I am trying to use ddply and summarise together from the plyr package but am having difficulty parsing through column names that keep changing...In my example i would like something that would parse in X1 programatically rather than hard coding in X1 into the ddply function.

setting up an example

require(xts)
require(plyr)
require(reshape2)
require(lubridate)
t <- xts(matrix(rnorm(10000),ncol=10), Sys.Date()-1000:1)
t.df <- data.frame(coredata(t))
t.df <- cbind(day=wday(index(t), label=TRUE, abbr=TRUE), t.df)
t.df.l <- melt(t.df, id.vars=c("day",colnames(t.df)[2]), measure.vars=colnames(t.df)[3:ncol(t.df)])

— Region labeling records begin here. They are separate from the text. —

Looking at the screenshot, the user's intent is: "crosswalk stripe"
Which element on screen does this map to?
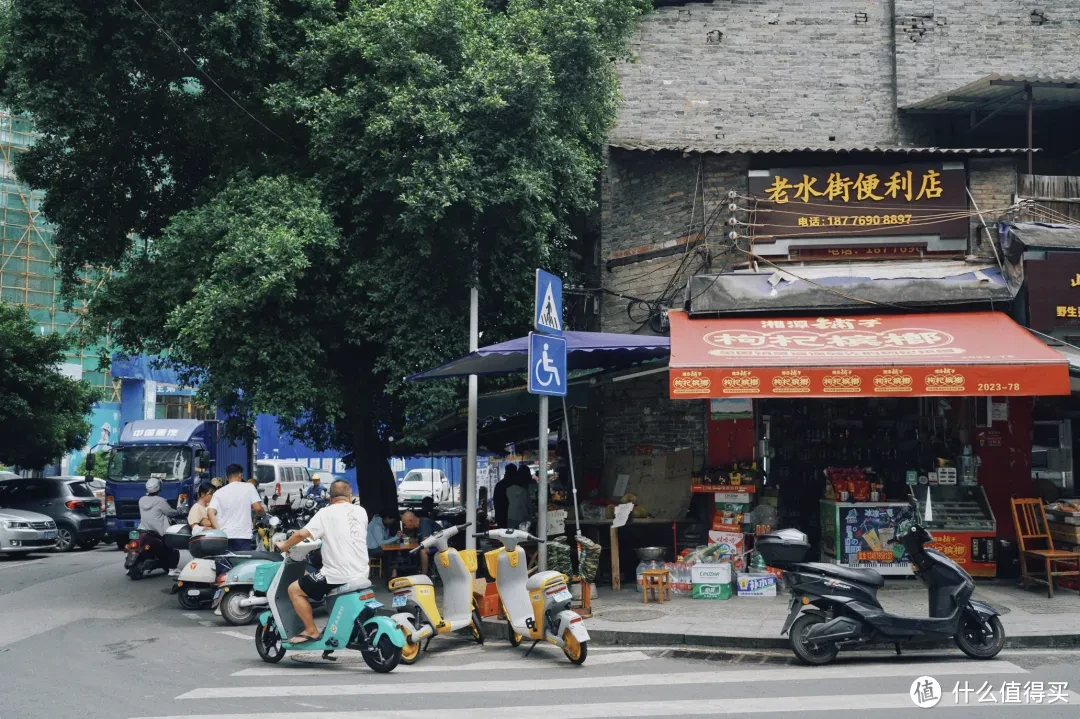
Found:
[231,651,651,677]
[128,682,1080,719]
[176,662,1027,700]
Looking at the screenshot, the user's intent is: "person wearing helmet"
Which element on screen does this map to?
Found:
[138,477,183,573]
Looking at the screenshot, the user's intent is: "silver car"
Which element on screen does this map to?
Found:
[0,506,56,555]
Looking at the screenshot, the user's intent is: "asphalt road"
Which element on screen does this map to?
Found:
[0,547,1080,719]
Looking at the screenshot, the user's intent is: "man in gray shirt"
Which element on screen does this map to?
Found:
[138,477,183,573]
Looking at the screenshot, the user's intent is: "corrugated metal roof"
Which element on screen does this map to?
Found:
[903,74,1080,112]
[608,138,1038,155]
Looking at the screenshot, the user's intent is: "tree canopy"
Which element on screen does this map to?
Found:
[0,302,98,470]
[0,0,648,516]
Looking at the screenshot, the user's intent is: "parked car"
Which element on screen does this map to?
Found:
[255,460,315,508]
[397,470,450,506]
[0,475,56,555]
[0,477,105,552]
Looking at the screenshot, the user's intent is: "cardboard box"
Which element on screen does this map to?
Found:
[690,584,731,599]
[735,573,777,597]
[690,561,731,584]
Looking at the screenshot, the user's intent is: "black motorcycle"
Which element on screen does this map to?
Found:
[757,505,1005,664]
[124,529,180,580]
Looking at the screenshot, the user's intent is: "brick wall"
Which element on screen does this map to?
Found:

This is the bit im am struggling with....

cor.vars <- ddply(t.df.l, c("day","variable"), summarise, cor(X1, value))

i do not want to use the term X1 and would like to use something like

cor.vars <- ddply(t.df.l, c("day","variable"), summarise, cor(colnames(t.df)[2], value))

but that comes up with the error: Error in cor(colnames(t.df)[2], value) : 'x' must be numeric

I also tried various other combos that parse in the vector values for the x argument in cor...but for some reason none of them seem to work...

any ideas?

1
Can you please make your example reproducible? I still get errors after loading the plyr, reshape2 and xts packages.flodel
added in the libridate package...as a required library...h.l.m

1 Answers

5
votes

Although this is probably not the intended usage for summarize and there must be much better approaches to your problem, the direct answer to your question is to use get:

ddply(t.df.l, c("day","variable"), summarise, cor(get(colnames(t.df)[2]), value))

Edit: here is for example one approach that is in my opinion better suited to your problem:

ddply(t.df.l, c("day", "variable"), function(x)cor(x["X1"], x["value"]))

Above, "X1" can be also replaced by 2 or the name of a variable holding "X1", etc. It depends how you want to programmatically access the column.